Faster updates
At this point, we’re done with the basic simulation implementation work, and it
should hopefully now run for you. Now let’s tune it for better performance,
starting with the gpu::update()
function.
Why update()
?
The gpu::update()
function is very performance-critical because it is the only
nontrivial function that runs once per compute step, and therefore the only
function whose performance impact cannot be amortized by increasing the number
of compute steps per saved image.
Yet this function is currently written in a fashion that uses Vulkan command buffers in a highly naive fashion, sending only one compute dispatch per invocation and waiting for it to complete before sending the next one. As a result, there are many steps of it that could be done once per saved image, but are currently done once per compute step:
- Creating a command buffer builder.
- Binding the compute pipeline.
- Binding the simulation parameters.
- Building the command buffer.
- Submitting it to the command queue for execution.

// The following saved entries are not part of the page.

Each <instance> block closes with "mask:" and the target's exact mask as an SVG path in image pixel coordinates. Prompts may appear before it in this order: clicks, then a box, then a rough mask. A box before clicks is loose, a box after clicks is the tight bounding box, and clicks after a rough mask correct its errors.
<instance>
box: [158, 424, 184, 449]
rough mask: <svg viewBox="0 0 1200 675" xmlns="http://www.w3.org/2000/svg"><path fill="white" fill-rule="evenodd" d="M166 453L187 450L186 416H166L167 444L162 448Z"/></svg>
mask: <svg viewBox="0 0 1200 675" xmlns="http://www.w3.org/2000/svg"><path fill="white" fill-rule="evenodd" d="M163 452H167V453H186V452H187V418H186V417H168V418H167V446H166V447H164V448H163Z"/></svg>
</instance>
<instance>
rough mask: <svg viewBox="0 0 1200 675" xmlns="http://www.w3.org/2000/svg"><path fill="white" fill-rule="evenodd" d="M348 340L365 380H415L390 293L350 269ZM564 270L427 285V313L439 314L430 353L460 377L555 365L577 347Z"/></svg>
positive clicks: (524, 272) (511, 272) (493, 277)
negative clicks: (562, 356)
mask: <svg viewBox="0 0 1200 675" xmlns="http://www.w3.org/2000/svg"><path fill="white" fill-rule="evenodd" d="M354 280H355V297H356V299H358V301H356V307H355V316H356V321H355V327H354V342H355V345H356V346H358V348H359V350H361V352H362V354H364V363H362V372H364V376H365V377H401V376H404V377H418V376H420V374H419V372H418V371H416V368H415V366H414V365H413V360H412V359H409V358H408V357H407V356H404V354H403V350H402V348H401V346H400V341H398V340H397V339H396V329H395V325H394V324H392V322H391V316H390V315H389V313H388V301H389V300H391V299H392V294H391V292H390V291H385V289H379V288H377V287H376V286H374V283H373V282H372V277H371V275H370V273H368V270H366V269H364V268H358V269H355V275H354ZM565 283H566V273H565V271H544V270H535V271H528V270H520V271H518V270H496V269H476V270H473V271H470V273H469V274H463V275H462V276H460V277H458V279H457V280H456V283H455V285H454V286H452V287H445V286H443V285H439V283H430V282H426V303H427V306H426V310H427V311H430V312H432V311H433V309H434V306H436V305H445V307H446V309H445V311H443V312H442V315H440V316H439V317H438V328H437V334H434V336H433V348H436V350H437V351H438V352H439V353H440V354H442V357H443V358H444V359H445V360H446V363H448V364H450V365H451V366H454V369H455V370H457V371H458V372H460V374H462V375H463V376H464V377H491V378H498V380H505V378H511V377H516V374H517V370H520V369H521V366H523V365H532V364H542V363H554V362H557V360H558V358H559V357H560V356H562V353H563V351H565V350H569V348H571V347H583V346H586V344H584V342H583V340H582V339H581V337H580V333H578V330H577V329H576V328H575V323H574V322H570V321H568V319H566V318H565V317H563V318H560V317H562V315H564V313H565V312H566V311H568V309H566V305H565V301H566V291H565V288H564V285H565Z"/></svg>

- Flushing the command queue.
- Waiting for the job to complete.
And then there is the work of computing the dispatch size, which is arguably not much but could still be done once in the entire simulation run, instead of once per step of the hottest program loop.
Exercise
Rework the simulation code to replace the current update()
function with a
multi-update function, the basic idea of which is provided below:
use crate::gpu::context::CommandBufferAllocator;
use vulkano::{
command_buffer::PrimaryAutoCommandBuffer,
pipeline::PipelineLayout,
};
/// Command buffer builder type that we are going to use everywhere
type CommandBufferBuilder = AutoCommandBufferBuilder<
PrimaryAutoCommandBuffer<Arc<CommandBufferAllocator>>,
Arc<CommandBufferAllocator>,
>;
/// Add a single simulation update to the command buffer
fn add_update(
commands: &mut CommandBufferBuilder,
pipeline_layout: Arc<PipelineLayout>,
concentrations: Arc<PersistentDescriptorSet>,
dispatch_size: [u32; 3],
) -> Result<(), Box<dyn Error>> {
commands
.bind_descriptor_sets(
PipelineBindPoint::Compute,
pipeline_layout,
IMAGES_SET,
concentrations,
)?
.dispatch(dispatch_size)?;
Ok(())
}
/// Run multiple simulation steps and wait for them to complete
pub fn run_updates(
context: &VulkanContext,
dispatch_size: [u32; 3],
pipeline: Arc<ComputePipeline>,
parameters: Arc<PersistentDescriptorSet>,
concentrations: &mut Concentrations,
num_steps: usize,
) -> Result<(), Box<dyn Error>> {
// TODO: Write this code
}
…then update the simulation and the microbenchmark, modifying the latter to
test for multiple number of compute steps. Don’t forget to adjust criterion
’s
throughput computation!
You should find that this optimization is highly beneficial up to a certain batch size, where it starts becoming detrimental. This can be handled in two different ways:
- From
run_simulation()
, callrun_updates()
multiple times with a maximal number of steps when the number of steps becomes sufficiently large. This is easiest, but a little wasteful as we need to await the GPU every time when we could instead be building and submitting command buffers in a loop without waiting for the previous ones to complete until the very end. - Keep a single
run_updates()
call, but inside of it, build and submit multiple command buffers, and await all of them at the end. Getting there will require you to learn more aboutvulkano
’s futures-based synchronization mechanism, as you will want the execution of each command buffer to be scheduled after the previous one completes.
Overall, since the optimal command buffer size is likely to be hardware-dependent, you will want to make it configurable via command-line arguments, with a good (tuned) default value.